In interpreting Watson I was drawing on his 1913 paper; that and the
ensuing history of behaviorism were reductionist at least in the sense of
reducing mental states to observable behavior, if not to the physical
sciences. But Watson was not the only behaviorist to write that
"The findings of psychology…[will then] lend themselves to
explanation in physico-chemical terms" (1913, p. 177); many of the
"unity of science" theorists of the 1950s felt that behaviorism
was quite compatible with an eventual reduction to physical
sciences. Why do you say that this is an inconsistent
position?
#2 You list Comte as an
emergentist. I understand Comte as a phenomenalist in some ways similar
to the logical positivists and not a materialist. How is Comte an
emergentist?
(I'm not sure what you mean by phenomenalist.) Comte is a
complicated one to interpret. I was still uncertain after I
finished reading his two major works. In my Durkheim article, I
point out that both Boutroux and Durkheim were uncertain about Comte's
position on reductionism (forthcoming, Sociological Theory).

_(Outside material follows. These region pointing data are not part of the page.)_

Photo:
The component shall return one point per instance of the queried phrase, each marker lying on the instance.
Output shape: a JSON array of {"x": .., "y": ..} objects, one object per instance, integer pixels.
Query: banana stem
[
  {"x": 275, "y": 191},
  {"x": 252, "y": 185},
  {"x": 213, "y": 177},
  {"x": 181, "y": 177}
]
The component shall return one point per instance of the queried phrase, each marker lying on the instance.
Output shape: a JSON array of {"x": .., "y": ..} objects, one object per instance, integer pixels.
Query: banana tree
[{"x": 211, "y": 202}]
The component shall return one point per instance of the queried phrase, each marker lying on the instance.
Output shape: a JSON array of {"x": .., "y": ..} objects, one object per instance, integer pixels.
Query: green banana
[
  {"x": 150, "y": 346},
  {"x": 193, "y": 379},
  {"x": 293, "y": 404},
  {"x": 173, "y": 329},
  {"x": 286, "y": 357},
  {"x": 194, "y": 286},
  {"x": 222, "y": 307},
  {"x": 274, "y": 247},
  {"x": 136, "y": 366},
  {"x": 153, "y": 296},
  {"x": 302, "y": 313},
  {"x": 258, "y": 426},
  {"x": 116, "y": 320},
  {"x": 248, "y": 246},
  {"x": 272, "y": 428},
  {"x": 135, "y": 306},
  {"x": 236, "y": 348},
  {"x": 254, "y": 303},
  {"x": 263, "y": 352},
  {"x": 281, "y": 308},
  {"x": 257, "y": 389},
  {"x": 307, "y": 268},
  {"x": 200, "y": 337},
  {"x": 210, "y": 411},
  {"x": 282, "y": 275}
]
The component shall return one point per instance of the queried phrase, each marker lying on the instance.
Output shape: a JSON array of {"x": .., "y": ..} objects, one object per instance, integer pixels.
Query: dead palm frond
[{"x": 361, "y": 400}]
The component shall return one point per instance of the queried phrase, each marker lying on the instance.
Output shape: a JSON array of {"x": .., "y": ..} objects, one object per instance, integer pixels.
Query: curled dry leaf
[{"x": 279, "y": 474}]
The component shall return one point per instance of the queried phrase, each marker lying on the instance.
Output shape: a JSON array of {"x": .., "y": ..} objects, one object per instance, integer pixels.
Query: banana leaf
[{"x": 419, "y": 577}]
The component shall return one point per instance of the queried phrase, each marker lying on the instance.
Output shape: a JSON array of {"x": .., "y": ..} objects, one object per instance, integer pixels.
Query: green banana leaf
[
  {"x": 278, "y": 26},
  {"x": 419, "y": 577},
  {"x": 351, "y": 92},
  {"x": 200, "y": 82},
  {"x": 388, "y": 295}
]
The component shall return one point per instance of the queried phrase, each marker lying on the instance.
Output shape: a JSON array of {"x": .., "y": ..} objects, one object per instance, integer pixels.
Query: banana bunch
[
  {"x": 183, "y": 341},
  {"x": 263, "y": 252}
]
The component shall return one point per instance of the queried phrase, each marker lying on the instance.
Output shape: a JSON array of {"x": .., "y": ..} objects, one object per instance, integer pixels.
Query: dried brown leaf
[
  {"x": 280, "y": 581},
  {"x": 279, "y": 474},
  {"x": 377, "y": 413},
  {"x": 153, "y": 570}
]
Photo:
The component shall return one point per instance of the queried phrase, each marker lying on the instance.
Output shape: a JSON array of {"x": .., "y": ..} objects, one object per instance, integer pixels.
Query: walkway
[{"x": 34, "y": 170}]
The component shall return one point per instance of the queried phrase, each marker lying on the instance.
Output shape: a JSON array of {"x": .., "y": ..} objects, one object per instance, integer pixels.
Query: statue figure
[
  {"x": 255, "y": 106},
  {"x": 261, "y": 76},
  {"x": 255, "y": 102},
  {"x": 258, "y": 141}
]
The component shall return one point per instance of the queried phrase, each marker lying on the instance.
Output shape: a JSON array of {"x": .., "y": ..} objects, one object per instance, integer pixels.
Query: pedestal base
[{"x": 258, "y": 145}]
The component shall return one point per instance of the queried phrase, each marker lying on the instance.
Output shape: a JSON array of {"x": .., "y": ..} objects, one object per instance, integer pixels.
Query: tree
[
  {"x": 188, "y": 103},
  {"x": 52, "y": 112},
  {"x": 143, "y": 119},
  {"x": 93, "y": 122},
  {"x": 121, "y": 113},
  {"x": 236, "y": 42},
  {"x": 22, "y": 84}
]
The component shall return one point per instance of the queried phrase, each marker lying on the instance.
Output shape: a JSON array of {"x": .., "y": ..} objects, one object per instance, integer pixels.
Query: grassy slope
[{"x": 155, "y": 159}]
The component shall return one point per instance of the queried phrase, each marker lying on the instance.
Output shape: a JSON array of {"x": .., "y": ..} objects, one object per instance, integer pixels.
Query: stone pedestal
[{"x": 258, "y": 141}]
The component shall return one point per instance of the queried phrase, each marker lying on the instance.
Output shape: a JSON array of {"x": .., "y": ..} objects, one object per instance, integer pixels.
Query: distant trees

Comte wrote some reductionist stuff, like (in Positivism, Volume
2) p. 112: “The subordination of social science to biology is so evident
that nobody denies it in statement, however it may be neglected in
practice” and at some point in the future, “biology will be seen to
afford the starting-point of all social speculation.” But then in
System of Positive Polity he wrote the famous emergentist line:
"A society therefore can no more be decomposed into individuals,
than a geometric surface can be resolved into lines, or a line into
points" (p. 153).
#3 Comte was influential on
Skinner; and Tolman (speaking about positivism in a 1991 book) concluded
that behaviorism was not materialist but phenomenalist. Could
behaviorists be emergentist, but be stuck in methodological
individualism?
I can't see how behaviorism could be interpreted as emergentist, but let
me know what you mean by phenomenalist.
The above may be somewhat
misguided, but I'll venture 1 additional question. Is it possible that
much science is firmly reductionist and individualist in methodology but,
inconsistent in ontology (and, due to lack of philosophical thinking, may
be not much interested in the question). Can emergentism be a way of
exposing and resolving some inconsistencies?
I obviously think that emergentism can help! You're right that most
scientists don't think about it too much. But in my experience,
they tend to be, at least implicitly, realist in ontology (thinking that
the properties, laws, and entities that they talk about actually exist in
the world, in contrast to logical positivism/empiricism).